As we can see from above examples, whether or not a clusters ends up with no points assigned to it at convergence depends upon the initial center positions and also the data distribution. In general, if kmeans ends up with one cluster centroid as empty, it means that if you try to forcefully assign one point to the empty cluster, it will likely result in poorer quality clusters, something that you don't want to do.

There are several things that you can try at this point.
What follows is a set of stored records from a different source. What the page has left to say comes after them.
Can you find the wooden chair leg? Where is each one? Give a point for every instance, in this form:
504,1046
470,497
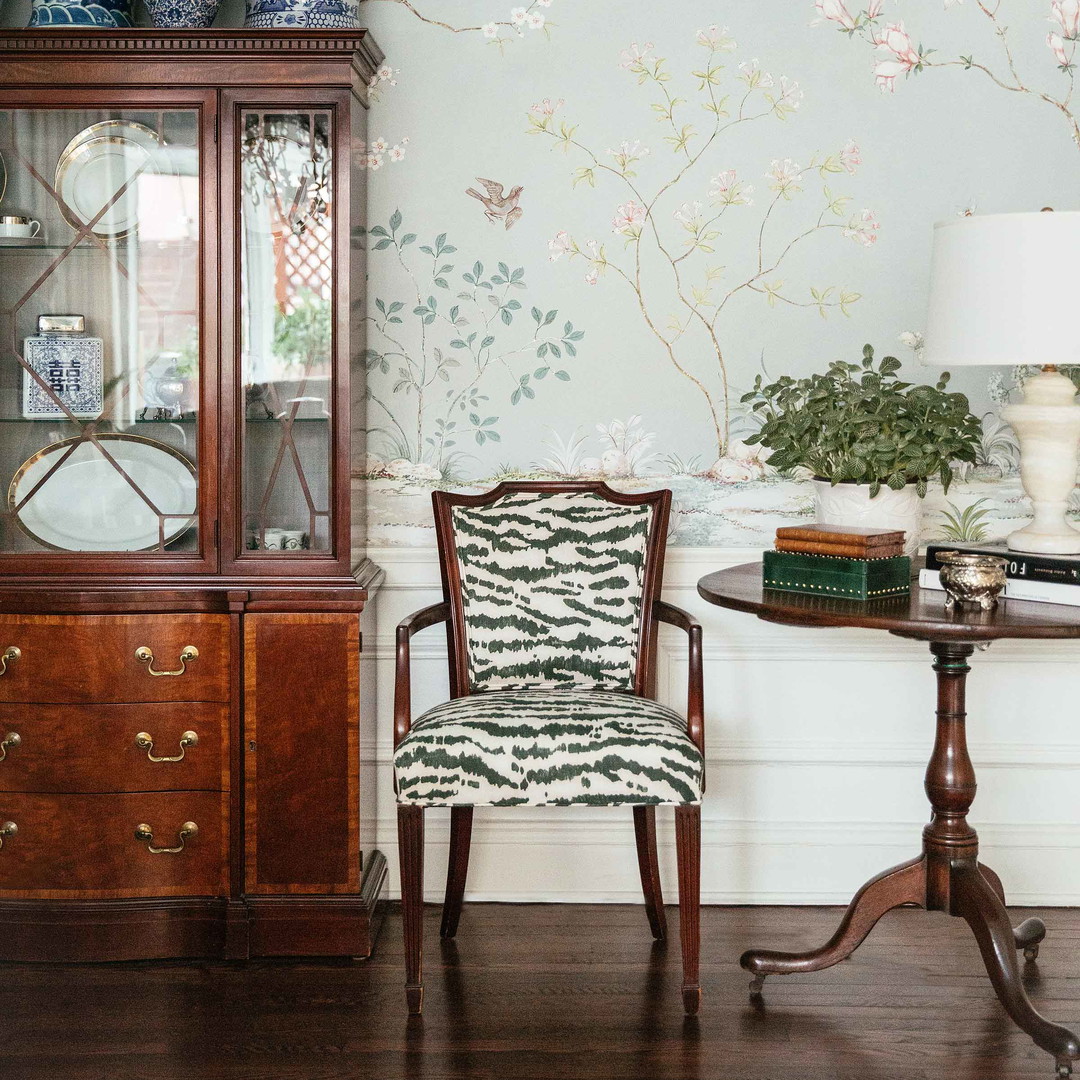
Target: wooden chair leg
458,869
688,850
645,833
410,851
  1. First is you can run your algorithm multiple times, each time with different randomly initialized centers and then choose the result with the highest cluster qualities (measured by SSE etc.).
  2. Second thing that you can try is smarter initialization with Kmeans++.
  3. A not-so-good-choice could be to modify your algorithm to ensure while reassignment of clusters it guarantees that each of the k (=4) clusters has at least one point asigned to it (if not then don't reassign).
  4. Finally you could try some other algorithm such as hierarchical clustering that gives you more flexibility via dendograms to choose as many clusters as you want.
2
votes

That is just the way that k-means works. You have two main choices. Either live with getting fewer clusters or whenever the number of clusters falls below the requested number of clusters, start a new one. To start a new one, one might find the point that is farthest from its cluster center and change it to be a new cluster. However, there are problems with this. Suppose that you have 20 points and the user asks for 25 clusters. You just can't satisfy some people.

0
votes

The problem is your initialization.

Initializing with random numbers is the worst possible choice unless your data is uniformly random distributed (and then you don't have clusters).

Now if you generate a center in the top left corner, it may have 0 points, and your code likely then generates a NaN mean next.

Instead, try choosing k points from your data as centers. This is much less likely to go bad (although it can).